Agent Development Kit エージェントを Cloud Storage に接続する

Agent Development Kit(ADK)エージェントを Cloud Storage に接続できます。この接続により、エージェントは組み込みの ADK ツールセットを使用できます。

AI デベロッパーは、ADK を Cloud Storage と統合して、エージェントを保存データに接続できます。この統合により、エージェントのワークロードをスケーリングできます。Cloud Storage を使用して、長時間実行されるタスクの状態、メモリ、チェックポイントを永続化できます。また、Cloud Storage を使用して、マルチエージェント ワークフローで中間ファイルを共有することもできます。

このドキュメントでは、Cloud Storage と ADK を統合するメリットについて説明します。一般的なユースケースと、利用可能なツールセットの機能について説明します。設定手順とコードサンプルについては、ADK 統合ガイドをご覧ください。

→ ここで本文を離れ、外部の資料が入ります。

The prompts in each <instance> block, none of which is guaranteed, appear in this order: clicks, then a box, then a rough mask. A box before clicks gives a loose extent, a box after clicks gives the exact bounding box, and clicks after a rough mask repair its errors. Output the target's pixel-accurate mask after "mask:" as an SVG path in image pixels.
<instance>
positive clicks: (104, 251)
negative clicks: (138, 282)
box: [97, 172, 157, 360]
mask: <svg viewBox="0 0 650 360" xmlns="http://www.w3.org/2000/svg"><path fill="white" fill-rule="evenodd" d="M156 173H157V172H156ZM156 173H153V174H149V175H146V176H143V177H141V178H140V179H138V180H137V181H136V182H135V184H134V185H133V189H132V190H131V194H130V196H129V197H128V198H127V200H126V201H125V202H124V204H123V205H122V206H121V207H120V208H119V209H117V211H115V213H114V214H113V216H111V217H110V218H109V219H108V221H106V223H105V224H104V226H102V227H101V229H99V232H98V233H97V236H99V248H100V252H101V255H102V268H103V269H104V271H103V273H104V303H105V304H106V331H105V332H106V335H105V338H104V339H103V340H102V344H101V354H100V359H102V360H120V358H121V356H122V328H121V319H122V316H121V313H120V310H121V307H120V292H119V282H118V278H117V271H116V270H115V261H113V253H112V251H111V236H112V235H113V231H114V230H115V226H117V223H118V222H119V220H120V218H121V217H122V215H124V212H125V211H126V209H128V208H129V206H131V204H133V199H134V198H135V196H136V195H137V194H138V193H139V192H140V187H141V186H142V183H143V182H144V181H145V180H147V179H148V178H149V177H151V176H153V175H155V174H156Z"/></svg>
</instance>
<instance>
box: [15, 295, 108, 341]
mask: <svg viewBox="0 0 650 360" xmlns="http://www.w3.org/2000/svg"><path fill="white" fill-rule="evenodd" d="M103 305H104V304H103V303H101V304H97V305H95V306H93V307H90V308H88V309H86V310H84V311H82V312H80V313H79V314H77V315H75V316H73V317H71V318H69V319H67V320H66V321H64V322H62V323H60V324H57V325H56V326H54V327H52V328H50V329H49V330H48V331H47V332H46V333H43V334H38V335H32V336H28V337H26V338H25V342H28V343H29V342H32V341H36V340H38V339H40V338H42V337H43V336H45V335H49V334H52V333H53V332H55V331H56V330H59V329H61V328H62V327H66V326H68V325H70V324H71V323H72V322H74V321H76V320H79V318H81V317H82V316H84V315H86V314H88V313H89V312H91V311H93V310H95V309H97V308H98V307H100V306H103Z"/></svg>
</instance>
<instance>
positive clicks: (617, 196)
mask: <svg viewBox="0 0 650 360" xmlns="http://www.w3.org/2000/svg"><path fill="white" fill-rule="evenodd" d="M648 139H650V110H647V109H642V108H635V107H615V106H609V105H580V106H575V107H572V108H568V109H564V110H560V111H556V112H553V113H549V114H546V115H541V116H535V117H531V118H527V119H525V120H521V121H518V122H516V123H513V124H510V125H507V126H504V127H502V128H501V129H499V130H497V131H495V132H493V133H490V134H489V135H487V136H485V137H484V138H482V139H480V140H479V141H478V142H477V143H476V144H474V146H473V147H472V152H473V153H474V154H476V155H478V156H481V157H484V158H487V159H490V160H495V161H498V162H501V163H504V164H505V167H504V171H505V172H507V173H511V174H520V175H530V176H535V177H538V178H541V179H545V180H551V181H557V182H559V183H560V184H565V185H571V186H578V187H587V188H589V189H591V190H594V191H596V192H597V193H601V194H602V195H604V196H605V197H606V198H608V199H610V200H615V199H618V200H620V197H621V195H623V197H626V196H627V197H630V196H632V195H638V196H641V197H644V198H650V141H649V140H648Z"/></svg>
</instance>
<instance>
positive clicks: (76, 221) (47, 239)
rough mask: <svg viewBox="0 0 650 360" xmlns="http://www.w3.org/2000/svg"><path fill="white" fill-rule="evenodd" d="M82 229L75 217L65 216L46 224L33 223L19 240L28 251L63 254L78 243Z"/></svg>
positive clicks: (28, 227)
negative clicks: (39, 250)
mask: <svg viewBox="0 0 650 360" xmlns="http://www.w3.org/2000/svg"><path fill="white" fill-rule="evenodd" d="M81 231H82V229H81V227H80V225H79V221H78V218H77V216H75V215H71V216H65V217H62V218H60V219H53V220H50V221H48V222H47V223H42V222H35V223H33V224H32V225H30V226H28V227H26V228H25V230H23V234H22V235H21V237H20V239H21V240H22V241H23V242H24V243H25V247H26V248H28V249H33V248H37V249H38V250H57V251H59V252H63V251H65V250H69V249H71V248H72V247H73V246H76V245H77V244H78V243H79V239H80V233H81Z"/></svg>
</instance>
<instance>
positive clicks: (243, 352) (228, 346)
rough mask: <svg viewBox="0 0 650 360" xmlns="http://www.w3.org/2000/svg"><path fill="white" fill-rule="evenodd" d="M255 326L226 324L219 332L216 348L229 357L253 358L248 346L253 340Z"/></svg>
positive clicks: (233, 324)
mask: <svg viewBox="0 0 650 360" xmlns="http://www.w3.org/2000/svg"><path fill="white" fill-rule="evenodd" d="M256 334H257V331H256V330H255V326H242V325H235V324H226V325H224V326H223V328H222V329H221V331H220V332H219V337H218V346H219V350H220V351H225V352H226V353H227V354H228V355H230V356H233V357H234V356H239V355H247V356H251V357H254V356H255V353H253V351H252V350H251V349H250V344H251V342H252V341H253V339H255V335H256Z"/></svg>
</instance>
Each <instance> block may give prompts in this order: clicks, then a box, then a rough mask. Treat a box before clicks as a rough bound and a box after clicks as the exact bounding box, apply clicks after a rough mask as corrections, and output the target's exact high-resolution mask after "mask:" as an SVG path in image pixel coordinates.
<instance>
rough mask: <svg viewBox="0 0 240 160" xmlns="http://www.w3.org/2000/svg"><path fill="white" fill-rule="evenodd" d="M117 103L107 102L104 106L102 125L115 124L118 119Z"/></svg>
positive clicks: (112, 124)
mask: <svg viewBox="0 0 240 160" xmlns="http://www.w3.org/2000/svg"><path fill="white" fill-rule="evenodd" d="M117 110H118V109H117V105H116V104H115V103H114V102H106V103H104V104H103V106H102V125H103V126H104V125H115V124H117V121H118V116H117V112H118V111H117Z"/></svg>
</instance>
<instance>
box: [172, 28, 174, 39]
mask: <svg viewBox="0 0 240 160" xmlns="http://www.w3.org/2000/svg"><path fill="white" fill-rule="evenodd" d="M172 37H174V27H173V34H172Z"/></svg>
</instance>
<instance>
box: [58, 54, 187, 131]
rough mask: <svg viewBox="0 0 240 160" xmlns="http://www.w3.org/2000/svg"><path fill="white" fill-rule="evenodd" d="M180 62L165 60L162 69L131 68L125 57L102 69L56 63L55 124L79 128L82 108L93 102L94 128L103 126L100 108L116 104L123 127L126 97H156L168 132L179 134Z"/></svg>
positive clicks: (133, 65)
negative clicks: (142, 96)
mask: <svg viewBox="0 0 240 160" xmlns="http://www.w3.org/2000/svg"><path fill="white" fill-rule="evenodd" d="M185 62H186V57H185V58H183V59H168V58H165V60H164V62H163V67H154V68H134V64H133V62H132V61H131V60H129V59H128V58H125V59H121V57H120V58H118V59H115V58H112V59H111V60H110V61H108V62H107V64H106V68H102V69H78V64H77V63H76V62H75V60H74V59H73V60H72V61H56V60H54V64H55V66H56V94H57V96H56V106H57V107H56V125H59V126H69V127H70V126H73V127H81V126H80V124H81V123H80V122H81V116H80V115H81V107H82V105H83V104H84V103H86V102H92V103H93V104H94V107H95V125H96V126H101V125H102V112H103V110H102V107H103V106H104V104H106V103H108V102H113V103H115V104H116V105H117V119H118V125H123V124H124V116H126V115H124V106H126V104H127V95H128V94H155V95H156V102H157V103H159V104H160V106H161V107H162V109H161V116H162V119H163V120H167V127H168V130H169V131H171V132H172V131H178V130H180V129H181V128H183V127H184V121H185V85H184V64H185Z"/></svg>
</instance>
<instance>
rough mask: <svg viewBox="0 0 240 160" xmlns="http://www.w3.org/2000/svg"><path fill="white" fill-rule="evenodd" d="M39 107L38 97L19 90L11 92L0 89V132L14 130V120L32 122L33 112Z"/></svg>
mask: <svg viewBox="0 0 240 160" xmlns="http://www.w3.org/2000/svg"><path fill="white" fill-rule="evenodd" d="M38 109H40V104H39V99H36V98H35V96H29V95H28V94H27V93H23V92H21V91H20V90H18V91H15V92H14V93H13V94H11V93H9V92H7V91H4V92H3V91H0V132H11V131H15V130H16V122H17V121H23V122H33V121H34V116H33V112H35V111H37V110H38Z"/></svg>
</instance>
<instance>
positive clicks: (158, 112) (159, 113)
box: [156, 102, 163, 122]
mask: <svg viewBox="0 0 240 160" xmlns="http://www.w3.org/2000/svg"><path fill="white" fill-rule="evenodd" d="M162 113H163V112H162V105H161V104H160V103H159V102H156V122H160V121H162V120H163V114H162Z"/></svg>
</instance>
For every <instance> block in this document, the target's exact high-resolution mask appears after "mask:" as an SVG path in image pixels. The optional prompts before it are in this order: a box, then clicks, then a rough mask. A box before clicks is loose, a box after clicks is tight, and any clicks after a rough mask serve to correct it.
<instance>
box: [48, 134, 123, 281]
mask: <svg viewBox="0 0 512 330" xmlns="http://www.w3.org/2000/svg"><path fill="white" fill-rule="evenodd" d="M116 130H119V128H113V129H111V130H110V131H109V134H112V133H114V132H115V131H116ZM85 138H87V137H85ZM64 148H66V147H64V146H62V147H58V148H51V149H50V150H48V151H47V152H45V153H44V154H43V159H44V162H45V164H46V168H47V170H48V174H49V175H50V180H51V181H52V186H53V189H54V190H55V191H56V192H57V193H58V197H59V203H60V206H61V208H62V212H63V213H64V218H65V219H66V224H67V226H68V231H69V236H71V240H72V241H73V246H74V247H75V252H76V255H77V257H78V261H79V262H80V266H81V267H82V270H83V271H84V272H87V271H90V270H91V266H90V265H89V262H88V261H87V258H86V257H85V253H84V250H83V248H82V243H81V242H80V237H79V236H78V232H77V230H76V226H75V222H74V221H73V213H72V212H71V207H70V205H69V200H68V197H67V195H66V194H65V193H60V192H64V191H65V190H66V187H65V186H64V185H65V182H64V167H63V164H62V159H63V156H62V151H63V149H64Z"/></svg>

Cloud Storage と ADK を統合するメリット

Cloud Storage をエージェントと統合すると、エージェントは大きなファイルを処理し、会話履歴を維持し、既存のストレージ インフラストラクチャを再利用できます。

  • 動的なコンテキスト拡張: LLM が一度に読み取れる量の上限に達することなく、エージェントが大規模なデータセット、マニュアル、メディア ファイルにアクセスできるようにします。
  • 耐久性のあるアーティファクトの永続化: 一時ファイル、ログ、生成されたアイテム(レポートや画像など)を会話履歴の外部に確実に保存します。
  • あらゆるアーティファクト タイプをサポート: Cloud Storage を共有ストレージとして使用して、テキスト、画像、音声、動画など、さまざまな形式を処理して生成します。
  • きめ細かいアクセス制御: IAM ロールを使用して、Cloud Storage へのエージェント アクセスを正確に制御します。ADK は標準の Google Cloud 認証を使用して、エージェントがデータへのアクセスやタスクの実行に必要な最小限の権限のみを持つようにします。

ユースケース

エージェントに Cloud Storage の機能を搭載することで、次のユースケースに対応できます。

  • 動的コンテキスト取得(検索拡張生成(RAG)とも呼ばれます)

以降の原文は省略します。